The Rate of Interest
2 minutes • 261 words
It is commonly supposed that the premium of interest depends on the value of gold and silver. The value of these are regulated by their quantity. As the quantity increases, the value diminishes. As the quantity decreases, the value rises.
However, the premium of interest is regulated by the quantity of stock.
Around the time of the discovery of the West Indies, the common interest was at 10% or 12%. Since that time, it has gradually diminished.
Under the feudal constitution, stock could not be accumulated:
- The peasants had leases which depended on their masters’ caprice. They could never increase in wealth because the landlord was ready to squeeze it all from them. Therefore, they had no motive to acquire it.

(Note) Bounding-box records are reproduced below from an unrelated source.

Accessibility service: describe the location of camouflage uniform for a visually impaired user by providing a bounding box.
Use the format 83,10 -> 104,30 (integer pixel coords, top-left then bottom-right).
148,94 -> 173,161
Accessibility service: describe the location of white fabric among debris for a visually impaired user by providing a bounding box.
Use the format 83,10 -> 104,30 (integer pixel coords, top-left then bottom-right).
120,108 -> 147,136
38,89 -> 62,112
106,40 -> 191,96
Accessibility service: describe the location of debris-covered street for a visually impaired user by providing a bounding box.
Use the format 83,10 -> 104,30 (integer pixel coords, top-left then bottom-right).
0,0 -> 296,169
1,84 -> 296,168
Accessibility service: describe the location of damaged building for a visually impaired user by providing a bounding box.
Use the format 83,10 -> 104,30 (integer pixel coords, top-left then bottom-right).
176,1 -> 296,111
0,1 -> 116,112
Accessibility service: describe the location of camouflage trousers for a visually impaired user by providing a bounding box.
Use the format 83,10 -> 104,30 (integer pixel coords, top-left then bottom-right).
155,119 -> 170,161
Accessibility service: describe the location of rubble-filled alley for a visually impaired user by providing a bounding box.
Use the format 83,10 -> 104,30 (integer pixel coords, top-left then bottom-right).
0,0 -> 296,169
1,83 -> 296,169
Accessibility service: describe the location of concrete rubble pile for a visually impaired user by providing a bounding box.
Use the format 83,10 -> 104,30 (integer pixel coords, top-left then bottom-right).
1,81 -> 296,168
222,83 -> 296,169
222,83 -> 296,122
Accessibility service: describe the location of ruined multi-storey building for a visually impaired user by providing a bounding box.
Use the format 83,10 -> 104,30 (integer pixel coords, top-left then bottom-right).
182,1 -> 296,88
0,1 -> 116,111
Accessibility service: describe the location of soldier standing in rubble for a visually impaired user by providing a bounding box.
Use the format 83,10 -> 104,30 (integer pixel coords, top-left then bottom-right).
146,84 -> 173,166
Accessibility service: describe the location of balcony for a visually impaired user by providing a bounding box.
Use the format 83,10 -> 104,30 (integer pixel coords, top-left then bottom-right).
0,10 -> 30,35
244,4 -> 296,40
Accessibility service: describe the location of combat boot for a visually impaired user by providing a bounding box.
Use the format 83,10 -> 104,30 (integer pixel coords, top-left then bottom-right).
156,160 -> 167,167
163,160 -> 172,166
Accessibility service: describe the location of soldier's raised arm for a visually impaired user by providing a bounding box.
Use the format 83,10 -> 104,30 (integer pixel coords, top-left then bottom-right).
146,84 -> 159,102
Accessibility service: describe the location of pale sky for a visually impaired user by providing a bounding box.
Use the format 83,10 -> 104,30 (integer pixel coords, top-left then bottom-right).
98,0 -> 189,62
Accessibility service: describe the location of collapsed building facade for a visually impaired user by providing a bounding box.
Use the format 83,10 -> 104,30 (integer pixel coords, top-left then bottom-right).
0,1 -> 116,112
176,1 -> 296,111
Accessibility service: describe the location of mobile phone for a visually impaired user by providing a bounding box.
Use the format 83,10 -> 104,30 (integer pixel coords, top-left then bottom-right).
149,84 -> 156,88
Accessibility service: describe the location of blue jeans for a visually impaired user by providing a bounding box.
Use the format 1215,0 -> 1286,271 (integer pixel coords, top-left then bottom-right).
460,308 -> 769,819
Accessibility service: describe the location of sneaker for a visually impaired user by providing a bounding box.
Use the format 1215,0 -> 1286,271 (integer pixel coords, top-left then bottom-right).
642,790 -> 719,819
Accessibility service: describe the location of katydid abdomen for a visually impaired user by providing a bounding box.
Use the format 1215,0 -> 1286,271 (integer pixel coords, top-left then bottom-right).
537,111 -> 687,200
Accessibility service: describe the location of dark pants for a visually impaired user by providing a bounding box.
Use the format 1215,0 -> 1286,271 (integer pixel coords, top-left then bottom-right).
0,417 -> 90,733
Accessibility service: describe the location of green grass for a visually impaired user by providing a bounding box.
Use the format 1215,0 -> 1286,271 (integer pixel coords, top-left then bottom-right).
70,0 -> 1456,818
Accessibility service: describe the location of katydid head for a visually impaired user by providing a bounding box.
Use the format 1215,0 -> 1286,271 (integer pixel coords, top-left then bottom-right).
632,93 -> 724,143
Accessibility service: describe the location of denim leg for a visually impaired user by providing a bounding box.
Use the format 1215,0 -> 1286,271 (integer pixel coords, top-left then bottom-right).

- The landlords’ wealth could only be increased a little as they were indolent and involved in perpetual wars.
- The merchants were again oppressed by all ranks. They were not able to secure the produce of their industry from rapine and violence.
But after the fall of the feudal government, these obstacles to industry were removed. The stock of commodities began to increase gradually.
A loan is usually done in money. But this is immediately turned into stock, and thus it is the quantity of stock that enables you to make more loans.
The rate of interest is entirely regulated by this circumstance.
If there were so many borrowers but only a few lenders then interest would be high. But if the amount of stock on hand were so great as to enable many to lend, then it would fall proportionably.